Secondly, the announcement on the website of the Ministry of Public Securities had not been adopted into law. If there had been a law naming the Viet Tan as a terrorist organization, the Australian government would have known and would have ended our operation.

But at court, when I explained this, the chief judge slammed his hand on the table saying that I came to Vietnam and Vietnamese law applied.

RFA: Why do you think Vietnam has accused Viet Tan of being a terrorist organization – a very severe accusation – while others have been accused as being “anti-people’s government” organizations?

Châu Văn Kham: To many Vietnamese inside the country, “terrorism” means “death, sorrows, breaking down, back to the terrible time of war.” Even me, as a war veteran, when mentioning war, I feel appalled. As a result, any organizations that would bring about such things would be avoided. 

The purpose for accusing me as a terrorist was to create the thinking of “deaths, sorrows.” It was completely wrong. The evidence was aired on state television stations at least five days a week during prime time. News about terrorism and deterioration to corruption was aired, and the Viet Tan Party was always mentioned.

In the prison, other cellmates asked me what I had done to become jailed with terrorist charges.

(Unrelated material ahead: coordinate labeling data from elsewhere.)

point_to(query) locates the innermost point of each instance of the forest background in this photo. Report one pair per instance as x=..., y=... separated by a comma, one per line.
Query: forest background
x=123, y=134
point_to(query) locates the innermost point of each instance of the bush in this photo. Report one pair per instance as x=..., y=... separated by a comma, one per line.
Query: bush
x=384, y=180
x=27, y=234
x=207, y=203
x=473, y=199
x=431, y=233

I told them, “Look at me – a small guy with a meek personality. How could I terrorize others?” It was just the Vietnamese government’s propaganda. 

Now, in my opinion, the only force that can counter Vietnam’s government for the time being is the Viet Tan Party. So, by all means, they try to destroy our prestige, making Vietnamese people avoid us.   

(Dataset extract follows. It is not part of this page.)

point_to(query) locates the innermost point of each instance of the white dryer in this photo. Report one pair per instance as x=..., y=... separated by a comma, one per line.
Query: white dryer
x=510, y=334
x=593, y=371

I would add the purpose of my trip to Vietnam was to do fact-finding about the real human rights situation in Vietnam. I met with activists there to show support. 

RFA: The Vietnamese government always says that most Viet Tan members are war veterans who have deep hatred for the country and want to topple the government. As a war veteran who was jailed, did you experience this attitude?

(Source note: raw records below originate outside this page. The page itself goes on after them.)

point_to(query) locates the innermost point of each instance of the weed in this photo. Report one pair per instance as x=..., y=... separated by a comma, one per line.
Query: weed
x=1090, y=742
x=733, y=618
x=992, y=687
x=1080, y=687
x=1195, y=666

Chau Van Kham: After the Vietnam War ended in 1975, I could have left the country at any time. I thought that the war ended was a good thing, and I assumed that the North Vietnam authorities wouldn’t torture a low-level army officer like me. 

So I decided to stay and hoped that the hatred between the North and the South would be minor and not a problem for me personally. But then I was put in a “re-education camp” for three years and was on probation for two years. They didn’t return my citizenship so I fled the country in 1982.

When I lived overseas, I continued to hope that the Vietnamese government would change. In 1994, I returned to Vietnam for the first time when my mother got severely sick.

I didn’t see any real changes from when I left in 1982. I knew there was corruption, red tape, bureaucracy within the regime, but I thought that was a common practice and any regime needs time for adjustment.

In 2008, I returned for the second time. I saw that the economy had changed a lot. But politics hadn’t changed. 

In 2009, I came back one more time. I saw that the only way to bring a better future for Vietnam was to join a political organization. I believed that as long as Vietnam was under the communist authoritarian regime, the anti-corruption campaign and government reforms would fail to solve current issues.

Whenever all offices are no longer under the leadership of party members, whenever they provide a healthy playing field in all domains – from politics to economics to social issues. 

In Vietnam there are many intellectuals without party membership who aren’t being put to good use. Such limitations make the country stagnant. Vietnam could get out of current situations like poverty by becoming more open. 

RFA: You just sent out a letter stating that you will continue the struggle, even after paying a high price of four years in prison. Can you tell us why? 

Chau Văn Kham: In all my replies from the time I was arrested, investigated and put in jail, I have quoted Karl Marx: “Wherever there is injustice, there is struggle.” 

So whenever there is no longer injustice in Vietnam, whenever the Vietnamese people no longer face any difficulties in life, I will no longer struggle. 

The nation needs to have democracy and freedom for full development. Vietnam’s development now has limitations, more or less depending on each person’s perception or on the general secretary of the party.